愛を知らない操り人形と、嘘つきな神様
どうやらよっぽど誰にやられたか言いたくないらしい。
「これ、巻いて」
包帯を俺に渡して、零次は言う。
「うん。わかった」
渡された包帯を、俺は零次の両足に丁寧に巻いた。
「……ありがと。奈緒ちゃんたち待ってるし、もう行こうぜ」
俺に礼を言うと、靴と靴下を履きなおして零次は笑った。貼りついたような笑みだ。明らかに無理して笑っている。見てるだけで痛々しい。

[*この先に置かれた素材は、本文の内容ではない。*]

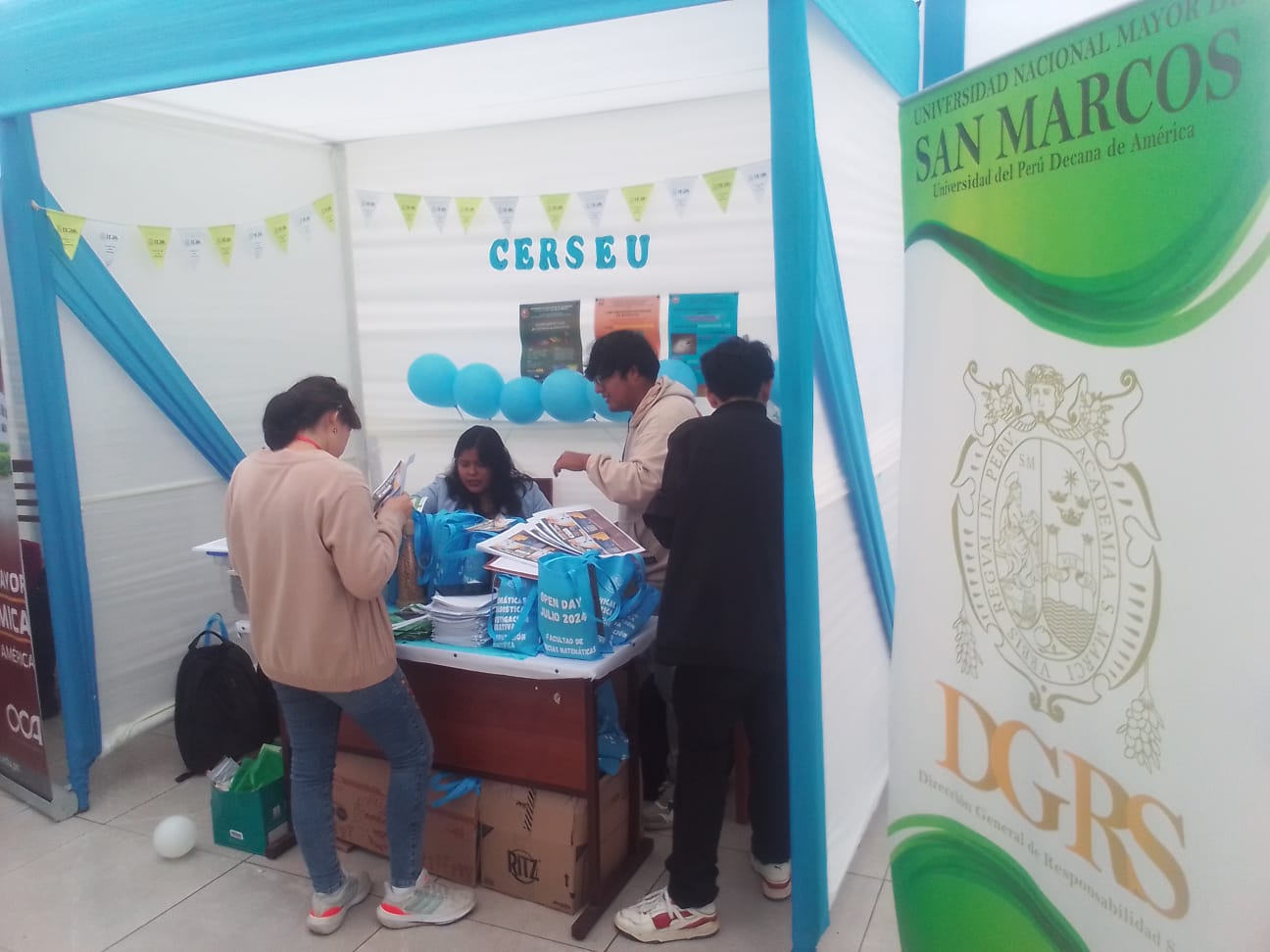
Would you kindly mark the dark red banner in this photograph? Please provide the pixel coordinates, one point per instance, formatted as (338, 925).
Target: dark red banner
(22, 734)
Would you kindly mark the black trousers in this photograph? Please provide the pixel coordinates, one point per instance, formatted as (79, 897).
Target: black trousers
(708, 702)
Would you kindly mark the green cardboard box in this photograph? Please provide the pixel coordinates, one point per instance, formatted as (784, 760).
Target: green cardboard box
(250, 822)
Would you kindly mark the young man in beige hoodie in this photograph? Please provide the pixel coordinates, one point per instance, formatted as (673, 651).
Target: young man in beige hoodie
(623, 368)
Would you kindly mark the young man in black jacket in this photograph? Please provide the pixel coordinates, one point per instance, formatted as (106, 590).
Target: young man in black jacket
(721, 625)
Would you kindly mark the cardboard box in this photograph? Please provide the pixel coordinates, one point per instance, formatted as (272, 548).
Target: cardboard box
(450, 831)
(250, 822)
(533, 843)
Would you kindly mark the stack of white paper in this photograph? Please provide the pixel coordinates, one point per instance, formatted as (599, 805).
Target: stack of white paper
(462, 620)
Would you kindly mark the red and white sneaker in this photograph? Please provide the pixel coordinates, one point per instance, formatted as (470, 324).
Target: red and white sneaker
(776, 879)
(657, 918)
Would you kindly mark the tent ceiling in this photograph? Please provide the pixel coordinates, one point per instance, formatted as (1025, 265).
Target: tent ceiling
(687, 54)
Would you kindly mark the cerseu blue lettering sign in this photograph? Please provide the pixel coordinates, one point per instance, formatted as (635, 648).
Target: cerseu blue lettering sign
(548, 253)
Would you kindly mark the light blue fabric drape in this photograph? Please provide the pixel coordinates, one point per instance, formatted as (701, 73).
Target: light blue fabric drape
(836, 369)
(108, 313)
(885, 32)
(52, 447)
(794, 223)
(944, 51)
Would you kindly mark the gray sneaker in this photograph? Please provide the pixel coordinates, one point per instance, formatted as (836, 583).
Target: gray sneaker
(659, 814)
(429, 901)
(328, 909)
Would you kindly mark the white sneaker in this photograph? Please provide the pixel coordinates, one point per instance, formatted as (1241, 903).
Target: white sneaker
(328, 909)
(775, 876)
(429, 901)
(656, 918)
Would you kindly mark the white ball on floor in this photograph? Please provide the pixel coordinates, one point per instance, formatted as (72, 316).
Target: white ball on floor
(174, 836)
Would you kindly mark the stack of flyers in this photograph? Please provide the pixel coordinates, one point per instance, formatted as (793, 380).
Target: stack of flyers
(497, 524)
(393, 485)
(564, 530)
(411, 622)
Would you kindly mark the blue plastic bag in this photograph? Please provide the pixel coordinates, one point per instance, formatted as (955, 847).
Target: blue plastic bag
(513, 622)
(612, 742)
(634, 616)
(450, 564)
(569, 614)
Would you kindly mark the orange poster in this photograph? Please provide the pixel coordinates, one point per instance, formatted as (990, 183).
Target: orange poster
(642, 313)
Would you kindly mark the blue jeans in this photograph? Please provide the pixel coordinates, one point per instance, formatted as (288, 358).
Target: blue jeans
(389, 715)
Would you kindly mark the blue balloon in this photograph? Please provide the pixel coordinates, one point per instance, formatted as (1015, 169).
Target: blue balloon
(680, 372)
(477, 387)
(432, 380)
(565, 397)
(601, 407)
(521, 400)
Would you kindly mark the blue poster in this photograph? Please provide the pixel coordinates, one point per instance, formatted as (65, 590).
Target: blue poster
(696, 322)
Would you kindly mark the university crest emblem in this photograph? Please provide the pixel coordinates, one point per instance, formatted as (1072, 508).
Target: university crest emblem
(1055, 544)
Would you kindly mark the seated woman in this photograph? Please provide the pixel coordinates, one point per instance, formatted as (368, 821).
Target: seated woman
(483, 480)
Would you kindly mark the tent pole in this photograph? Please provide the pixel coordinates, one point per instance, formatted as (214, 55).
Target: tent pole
(794, 225)
(52, 447)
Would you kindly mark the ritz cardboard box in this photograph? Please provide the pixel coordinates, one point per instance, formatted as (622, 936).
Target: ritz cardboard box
(533, 841)
(450, 831)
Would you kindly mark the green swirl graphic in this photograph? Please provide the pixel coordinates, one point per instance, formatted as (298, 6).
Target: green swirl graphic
(1105, 183)
(956, 891)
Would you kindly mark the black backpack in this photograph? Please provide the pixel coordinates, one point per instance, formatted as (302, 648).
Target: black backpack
(225, 704)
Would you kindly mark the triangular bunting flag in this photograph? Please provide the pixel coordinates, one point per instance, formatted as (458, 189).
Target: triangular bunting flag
(757, 175)
(369, 201)
(104, 238)
(157, 241)
(681, 191)
(303, 221)
(222, 240)
(720, 185)
(505, 207)
(193, 240)
(593, 205)
(254, 234)
(69, 228)
(440, 209)
(409, 206)
(467, 210)
(325, 209)
(554, 207)
(279, 226)
(636, 200)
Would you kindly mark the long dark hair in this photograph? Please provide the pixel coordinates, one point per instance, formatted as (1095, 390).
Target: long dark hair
(301, 405)
(506, 483)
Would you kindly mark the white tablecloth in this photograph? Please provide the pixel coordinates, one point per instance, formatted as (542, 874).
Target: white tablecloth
(540, 667)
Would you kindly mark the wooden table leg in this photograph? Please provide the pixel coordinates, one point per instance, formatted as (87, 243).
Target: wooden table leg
(610, 887)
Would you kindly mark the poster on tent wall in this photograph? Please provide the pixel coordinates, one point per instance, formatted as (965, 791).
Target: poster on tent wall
(696, 322)
(23, 758)
(550, 338)
(1078, 755)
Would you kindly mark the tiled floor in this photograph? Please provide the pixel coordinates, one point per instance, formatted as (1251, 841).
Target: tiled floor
(94, 882)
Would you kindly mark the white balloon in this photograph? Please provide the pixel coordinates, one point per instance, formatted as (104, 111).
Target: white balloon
(174, 836)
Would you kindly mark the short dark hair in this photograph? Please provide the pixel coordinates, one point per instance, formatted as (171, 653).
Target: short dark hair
(301, 405)
(620, 352)
(737, 367)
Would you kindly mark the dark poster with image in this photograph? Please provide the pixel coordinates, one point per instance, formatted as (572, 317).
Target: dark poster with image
(550, 338)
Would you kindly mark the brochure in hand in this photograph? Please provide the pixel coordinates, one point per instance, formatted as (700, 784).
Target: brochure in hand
(394, 484)
(564, 530)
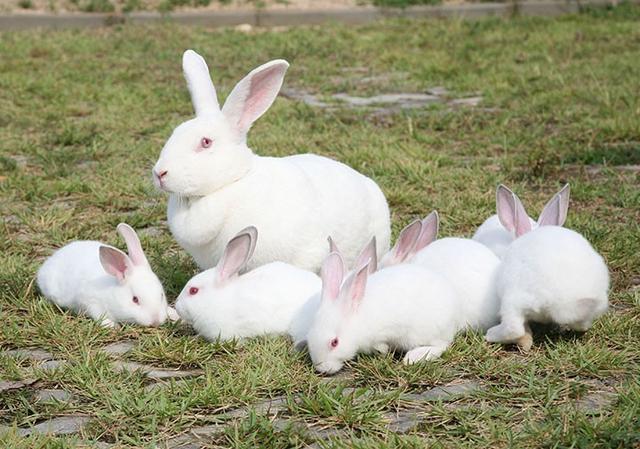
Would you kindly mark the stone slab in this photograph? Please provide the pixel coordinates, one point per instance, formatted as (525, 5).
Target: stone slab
(30, 353)
(53, 395)
(119, 348)
(447, 392)
(62, 425)
(7, 385)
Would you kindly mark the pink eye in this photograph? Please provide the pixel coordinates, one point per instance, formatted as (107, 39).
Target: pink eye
(205, 142)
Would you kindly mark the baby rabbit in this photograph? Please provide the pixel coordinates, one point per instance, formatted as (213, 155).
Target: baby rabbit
(468, 266)
(548, 275)
(498, 231)
(304, 317)
(403, 307)
(221, 304)
(104, 283)
(218, 185)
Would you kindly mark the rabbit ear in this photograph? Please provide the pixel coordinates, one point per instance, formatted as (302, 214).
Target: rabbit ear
(406, 241)
(429, 231)
(134, 248)
(368, 255)
(511, 212)
(355, 286)
(333, 248)
(115, 262)
(254, 94)
(203, 93)
(555, 211)
(331, 273)
(237, 253)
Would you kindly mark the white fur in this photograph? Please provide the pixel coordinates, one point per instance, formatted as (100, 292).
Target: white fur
(549, 275)
(470, 268)
(74, 278)
(259, 302)
(404, 307)
(295, 201)
(498, 231)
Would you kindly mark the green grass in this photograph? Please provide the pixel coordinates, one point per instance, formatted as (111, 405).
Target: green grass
(85, 114)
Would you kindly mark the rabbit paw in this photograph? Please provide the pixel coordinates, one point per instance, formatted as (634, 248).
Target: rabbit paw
(423, 353)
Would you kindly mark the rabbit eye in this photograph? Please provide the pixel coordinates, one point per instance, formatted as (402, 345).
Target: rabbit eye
(205, 142)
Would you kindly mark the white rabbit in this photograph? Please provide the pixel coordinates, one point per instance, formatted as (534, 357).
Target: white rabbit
(468, 266)
(221, 304)
(304, 317)
(104, 283)
(549, 275)
(218, 186)
(498, 231)
(404, 307)
(406, 245)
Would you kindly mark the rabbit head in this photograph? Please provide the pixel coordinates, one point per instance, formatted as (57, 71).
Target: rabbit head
(414, 237)
(209, 151)
(213, 284)
(514, 218)
(333, 338)
(140, 297)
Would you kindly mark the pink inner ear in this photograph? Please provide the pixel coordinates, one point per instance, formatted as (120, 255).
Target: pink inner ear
(554, 212)
(506, 209)
(331, 273)
(260, 96)
(355, 287)
(523, 223)
(550, 215)
(134, 247)
(333, 248)
(114, 262)
(235, 257)
(407, 241)
(428, 233)
(368, 255)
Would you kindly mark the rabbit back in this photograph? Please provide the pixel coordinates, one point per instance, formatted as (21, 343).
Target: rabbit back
(295, 202)
(553, 274)
(470, 268)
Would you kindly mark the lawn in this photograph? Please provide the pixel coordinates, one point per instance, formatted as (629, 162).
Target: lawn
(84, 115)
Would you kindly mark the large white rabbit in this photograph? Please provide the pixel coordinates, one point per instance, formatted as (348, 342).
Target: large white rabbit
(498, 231)
(470, 268)
(104, 283)
(404, 307)
(548, 275)
(218, 186)
(222, 304)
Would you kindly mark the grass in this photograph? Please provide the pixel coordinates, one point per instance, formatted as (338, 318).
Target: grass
(85, 114)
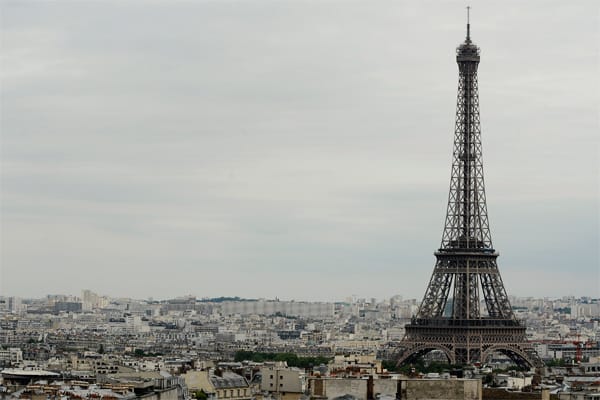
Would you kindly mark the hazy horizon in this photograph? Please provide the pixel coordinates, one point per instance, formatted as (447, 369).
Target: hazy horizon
(291, 149)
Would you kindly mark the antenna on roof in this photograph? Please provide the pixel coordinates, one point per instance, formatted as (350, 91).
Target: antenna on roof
(468, 25)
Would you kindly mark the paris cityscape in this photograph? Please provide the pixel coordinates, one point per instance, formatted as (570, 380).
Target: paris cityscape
(129, 188)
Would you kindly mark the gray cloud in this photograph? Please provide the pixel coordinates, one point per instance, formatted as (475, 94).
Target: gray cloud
(291, 149)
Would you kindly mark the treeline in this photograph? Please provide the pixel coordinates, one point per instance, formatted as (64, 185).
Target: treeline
(291, 359)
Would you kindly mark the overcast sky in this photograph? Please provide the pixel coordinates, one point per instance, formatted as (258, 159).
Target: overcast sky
(298, 149)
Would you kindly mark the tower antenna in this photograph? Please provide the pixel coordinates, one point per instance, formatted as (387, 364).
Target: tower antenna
(468, 25)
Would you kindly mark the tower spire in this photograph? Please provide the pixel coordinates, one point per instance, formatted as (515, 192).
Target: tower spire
(468, 25)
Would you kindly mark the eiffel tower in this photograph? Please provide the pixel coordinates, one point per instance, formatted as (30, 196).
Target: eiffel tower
(450, 318)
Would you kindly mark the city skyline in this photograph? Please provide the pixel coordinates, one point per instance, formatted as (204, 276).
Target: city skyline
(297, 150)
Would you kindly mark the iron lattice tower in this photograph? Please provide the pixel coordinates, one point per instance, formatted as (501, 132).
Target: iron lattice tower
(452, 318)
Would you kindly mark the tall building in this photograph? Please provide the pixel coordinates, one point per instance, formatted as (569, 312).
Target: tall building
(450, 318)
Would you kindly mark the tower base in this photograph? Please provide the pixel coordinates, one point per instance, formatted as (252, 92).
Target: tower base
(468, 341)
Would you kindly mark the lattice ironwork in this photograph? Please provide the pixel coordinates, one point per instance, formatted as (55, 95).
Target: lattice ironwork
(450, 317)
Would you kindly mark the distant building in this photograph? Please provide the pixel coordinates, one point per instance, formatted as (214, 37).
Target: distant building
(218, 384)
(290, 308)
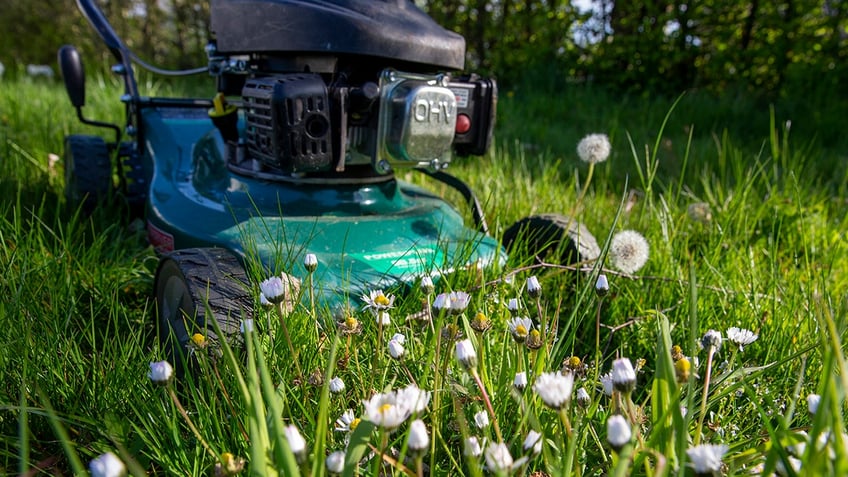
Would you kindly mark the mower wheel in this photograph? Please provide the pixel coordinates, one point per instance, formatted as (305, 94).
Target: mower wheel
(88, 172)
(194, 286)
(552, 235)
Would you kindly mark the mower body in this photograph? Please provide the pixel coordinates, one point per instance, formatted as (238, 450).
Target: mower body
(331, 98)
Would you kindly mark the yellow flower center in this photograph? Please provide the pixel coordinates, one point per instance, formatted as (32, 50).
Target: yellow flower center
(351, 322)
(198, 339)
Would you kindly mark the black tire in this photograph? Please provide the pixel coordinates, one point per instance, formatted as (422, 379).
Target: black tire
(552, 236)
(88, 172)
(192, 286)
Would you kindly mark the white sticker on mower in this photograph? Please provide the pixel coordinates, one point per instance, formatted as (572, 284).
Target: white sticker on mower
(461, 97)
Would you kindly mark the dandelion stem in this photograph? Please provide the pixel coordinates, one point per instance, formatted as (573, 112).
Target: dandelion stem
(183, 412)
(703, 412)
(488, 402)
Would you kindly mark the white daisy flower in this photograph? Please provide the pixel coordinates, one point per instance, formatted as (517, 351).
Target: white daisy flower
(740, 337)
(705, 459)
(297, 443)
(813, 403)
(618, 431)
(554, 389)
(473, 447)
(310, 262)
(534, 288)
(161, 372)
(623, 375)
(347, 422)
(427, 285)
(602, 285)
(628, 251)
(520, 328)
(594, 148)
(583, 399)
(520, 381)
(465, 354)
(396, 349)
(336, 385)
(385, 410)
(533, 442)
(107, 465)
(418, 440)
(378, 301)
(606, 383)
(711, 338)
(274, 289)
(416, 399)
(481, 420)
(498, 458)
(335, 462)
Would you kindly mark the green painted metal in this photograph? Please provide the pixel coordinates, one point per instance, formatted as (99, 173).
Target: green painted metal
(365, 236)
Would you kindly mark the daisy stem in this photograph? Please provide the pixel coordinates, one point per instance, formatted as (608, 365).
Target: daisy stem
(183, 412)
(294, 357)
(703, 412)
(488, 402)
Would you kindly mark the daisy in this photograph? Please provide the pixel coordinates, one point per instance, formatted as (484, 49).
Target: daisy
(465, 354)
(618, 431)
(533, 441)
(623, 375)
(386, 410)
(520, 328)
(107, 465)
(554, 389)
(377, 301)
(740, 337)
(161, 372)
(418, 440)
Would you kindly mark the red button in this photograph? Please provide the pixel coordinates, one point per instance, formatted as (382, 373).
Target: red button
(463, 124)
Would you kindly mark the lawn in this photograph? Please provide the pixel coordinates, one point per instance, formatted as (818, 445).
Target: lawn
(741, 204)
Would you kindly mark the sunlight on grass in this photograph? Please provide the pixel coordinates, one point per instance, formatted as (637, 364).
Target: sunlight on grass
(536, 367)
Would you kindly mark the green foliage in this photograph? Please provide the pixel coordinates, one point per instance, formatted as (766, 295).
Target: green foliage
(770, 256)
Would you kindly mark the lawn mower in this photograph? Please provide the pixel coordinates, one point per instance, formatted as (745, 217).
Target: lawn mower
(318, 104)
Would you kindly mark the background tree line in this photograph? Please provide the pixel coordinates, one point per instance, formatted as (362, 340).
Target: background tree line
(646, 46)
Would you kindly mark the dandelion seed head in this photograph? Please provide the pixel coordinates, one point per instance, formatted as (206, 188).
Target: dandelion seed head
(628, 251)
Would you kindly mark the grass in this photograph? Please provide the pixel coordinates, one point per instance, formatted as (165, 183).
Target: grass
(78, 331)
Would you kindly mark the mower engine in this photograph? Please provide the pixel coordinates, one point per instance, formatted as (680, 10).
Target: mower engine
(319, 104)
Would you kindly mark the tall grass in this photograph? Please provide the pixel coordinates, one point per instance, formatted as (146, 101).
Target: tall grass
(770, 256)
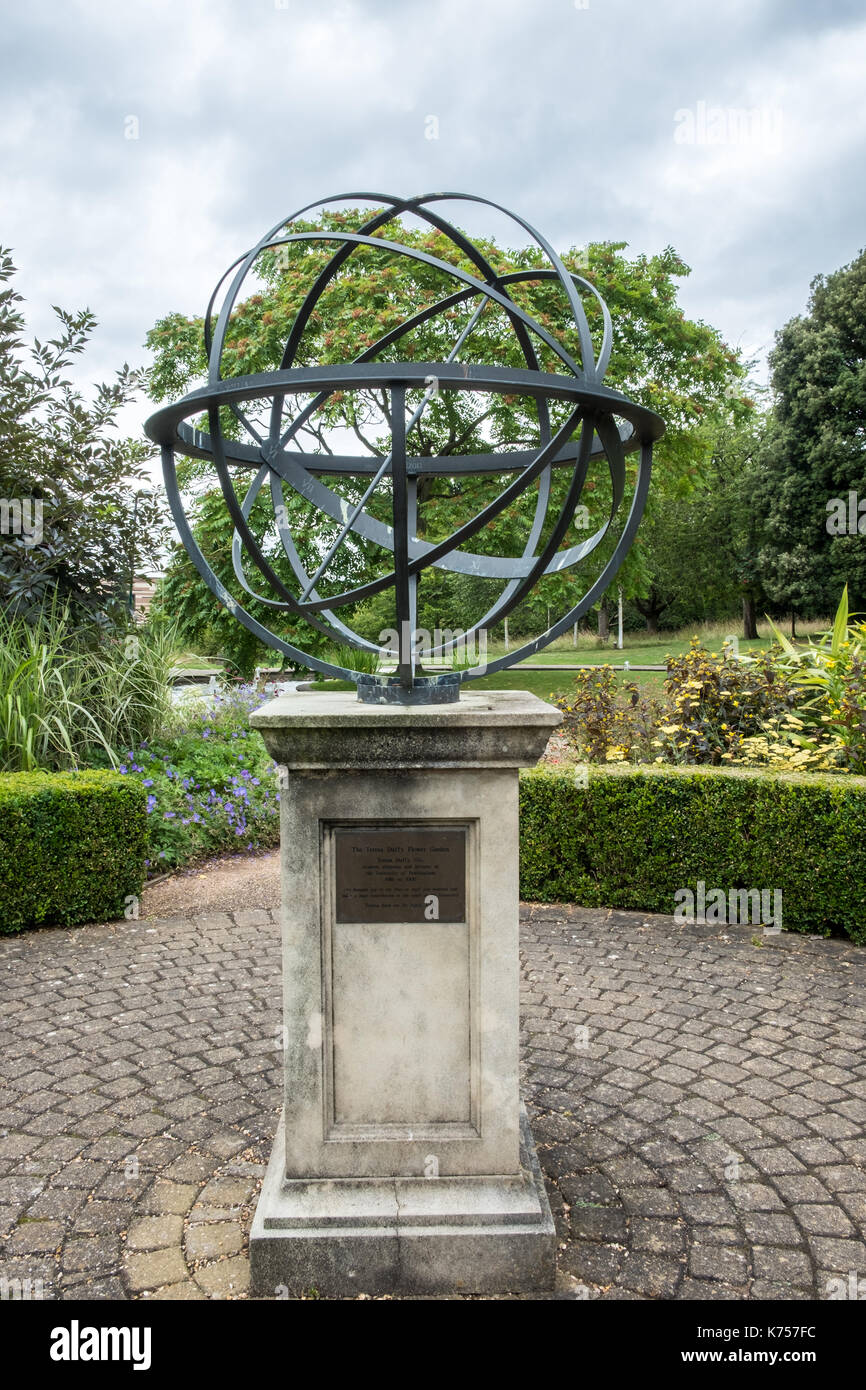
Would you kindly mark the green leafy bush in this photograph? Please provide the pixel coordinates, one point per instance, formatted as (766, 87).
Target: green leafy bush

「なぁ零次、どうしても言いたくないっていうなら詮索はしないけど、いつか教えろよ?」
零次の顔を覗き込んで言う。
「……いつかな」
零次は作り笑いをして、ほんの少しだけ、顔を俯かせた。
俺は零次の腕を自分の肩の上にやり、零次をゆっくりと立ち上がらせた。
「病人みたいな扱いすんな。別に平気だよ」
「嘘。無理すんな」
「ん。ありがと」
零次が頬を赤らめながら、笑って言う。俺はそんな零次を見て、少しだけ笑った。
「写真送られてきた。あいつらクレープ食ってるみたいだな」
俺の肩に腕を乗っけている零次がスマフォを見ながら言う。
「え? 乗り物にのってんじゃないのか?」
フードコートへの道を零次の身体を支えながら歩きつつ、俺は尋ねた。
「ああ。遊園地には色々な食べ物があるから、食欲をそそられたんじゃないか? ほら」
零次がスマフォに表示されている写真を俺に見せる。
奈緒と美和は本当にクレープを食べていた。
どうやら、奈緒はショートケーキが入ったクレープを食べていて、美和はガトーショコラが入ったクレープを食べているらしい。
俺はそれを見て、零次といったスイパラを思い出した。
あの時のスイーツ、本当に美味しかったな。
「……零次」
「ん?」
「俺、スイパラ、また行きたい」
「いいけど、せっかくのバイキングなんだからこの前みたいに少ししか食べないのはやめろよ?」
眉間に皺を寄せて、零次は言う。
あの時は結局、スイーツを五つくらいしか食べなかったんだよな。零次はその倍以上食べたのに。
「うん、頑張る」
「本当か? 小食のお前が言う台詞とはとても思えないな?」
「……最近、食生活が変わったから」
「へえー? 誰のおかげで?」
にやにやと笑って、零次は言う。
こいつ、タチが悪い。誰のおかげかわかってるくせにいってやがる。
まるで俺に感謝されたいとでも言っているみたいだ。